Željko Aničić (Жељко Аничић, /sr/; born in 1974) is a Serbian-Maltese futsal coach and former player who played as a forward, currently a free agent. He last served as head coach of the Malta national futsal team but left the position in August 2023 was replaced by a Romanian coach Gabriel Dobre.

==Club career==
===Football career===
After a spell in North Macedonia, Aničić had a trial with Pietà Hotspurs in 2003. In the 2005–06 Maltese First Division he played for Lija Athletic, which was relegated to the Second Division.

===Futsal career===
Between 2006 and 2009, with a brief loan spell with Scandals in 2008, Aničić was a member of Jeepers. During this period, the Santa Venera side achieved its greatest success, winning the league title in the 2006–07 season and finishing as runners-up in the 2008–09 season. In his first season with the club, Aničić won the Best Futsal Player Award, finishing ahead of Mark Sullivan (Amazon Pago) and Antoine Spiteri (Demons).

The following season, now as a member of White Eagles, Aničić came close to winning the award for Best Futsal Player, finishing second behind his compatriot and eventual winner Aleksandar Ribić.

Aničić's most successful period was from 2012 to 2014, when he was a member of Balzan and won the 2013–14 title, as well as two consecutive cup victories in 2013 and 2014. He was also on the squad that participated in the 2014-15 UEFA Futsal Cup. On 29 August 2012, Leotar's futsal department (Republika Srpska, Bosnia and Herzegovina) defeated Balzan 9–1 in the 2012–13 UEFA Futsal Cup preliminary round. The following day, Balzan lost 3–0 to Lexmax Chișinău of Moldova.

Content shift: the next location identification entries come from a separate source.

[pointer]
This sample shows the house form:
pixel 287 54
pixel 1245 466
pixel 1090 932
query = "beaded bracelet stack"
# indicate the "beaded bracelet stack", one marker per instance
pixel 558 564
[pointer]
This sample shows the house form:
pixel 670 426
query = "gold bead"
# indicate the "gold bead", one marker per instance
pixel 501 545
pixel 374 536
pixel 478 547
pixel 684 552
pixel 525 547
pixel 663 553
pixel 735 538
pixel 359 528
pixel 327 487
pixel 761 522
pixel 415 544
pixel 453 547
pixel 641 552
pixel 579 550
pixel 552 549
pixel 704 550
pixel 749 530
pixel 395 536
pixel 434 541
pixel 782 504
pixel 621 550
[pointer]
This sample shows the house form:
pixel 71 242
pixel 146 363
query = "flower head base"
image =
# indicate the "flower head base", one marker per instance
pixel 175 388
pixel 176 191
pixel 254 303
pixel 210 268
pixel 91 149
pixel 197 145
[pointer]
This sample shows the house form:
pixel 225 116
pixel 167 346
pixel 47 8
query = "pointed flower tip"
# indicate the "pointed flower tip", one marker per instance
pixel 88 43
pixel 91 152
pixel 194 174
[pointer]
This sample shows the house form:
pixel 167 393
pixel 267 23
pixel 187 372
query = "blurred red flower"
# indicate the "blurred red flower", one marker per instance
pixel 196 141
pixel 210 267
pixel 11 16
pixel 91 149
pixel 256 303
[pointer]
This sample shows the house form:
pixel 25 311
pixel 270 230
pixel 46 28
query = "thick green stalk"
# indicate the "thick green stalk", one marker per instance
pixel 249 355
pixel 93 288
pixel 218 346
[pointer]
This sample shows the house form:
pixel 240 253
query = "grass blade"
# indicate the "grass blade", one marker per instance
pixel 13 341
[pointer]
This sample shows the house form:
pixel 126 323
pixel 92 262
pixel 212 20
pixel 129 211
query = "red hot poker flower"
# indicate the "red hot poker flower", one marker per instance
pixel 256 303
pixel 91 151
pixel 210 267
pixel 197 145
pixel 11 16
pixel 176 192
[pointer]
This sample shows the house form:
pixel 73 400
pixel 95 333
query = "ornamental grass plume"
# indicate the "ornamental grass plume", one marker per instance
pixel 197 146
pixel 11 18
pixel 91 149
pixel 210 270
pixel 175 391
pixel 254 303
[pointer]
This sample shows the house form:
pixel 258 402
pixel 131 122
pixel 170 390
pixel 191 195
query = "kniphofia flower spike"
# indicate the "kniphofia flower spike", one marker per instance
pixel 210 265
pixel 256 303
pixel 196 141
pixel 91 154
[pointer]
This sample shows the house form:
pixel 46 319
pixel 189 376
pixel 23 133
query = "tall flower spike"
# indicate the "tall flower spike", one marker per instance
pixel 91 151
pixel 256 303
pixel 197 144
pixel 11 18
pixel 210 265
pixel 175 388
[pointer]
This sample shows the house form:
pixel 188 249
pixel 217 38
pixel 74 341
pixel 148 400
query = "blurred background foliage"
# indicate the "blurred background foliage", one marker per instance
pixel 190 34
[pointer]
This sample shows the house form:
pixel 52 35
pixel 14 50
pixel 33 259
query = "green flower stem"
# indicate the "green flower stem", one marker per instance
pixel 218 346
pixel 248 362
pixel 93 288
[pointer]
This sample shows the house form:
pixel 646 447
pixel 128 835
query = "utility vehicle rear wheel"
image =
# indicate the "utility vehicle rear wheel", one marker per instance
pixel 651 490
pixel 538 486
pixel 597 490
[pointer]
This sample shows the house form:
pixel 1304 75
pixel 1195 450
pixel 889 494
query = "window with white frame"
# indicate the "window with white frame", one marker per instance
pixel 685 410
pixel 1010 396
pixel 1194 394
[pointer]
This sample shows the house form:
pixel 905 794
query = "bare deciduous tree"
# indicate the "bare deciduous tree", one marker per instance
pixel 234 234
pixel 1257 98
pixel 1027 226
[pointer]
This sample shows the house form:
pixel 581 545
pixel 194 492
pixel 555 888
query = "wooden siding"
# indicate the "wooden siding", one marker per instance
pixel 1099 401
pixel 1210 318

After leaving Balzan, Aničić spent two seasons with Lija.

==Coaching career==
Prior to being appointed head coach of the Malta national futsal team in 2019, he had served as assistant to Peter Pullicino and Vic Hermans since 2015.

==Personal life==

Aničić is the younger brother of Dragan Aničić, a Serbian football manager who managed several clubs in Serbia and Montenegro.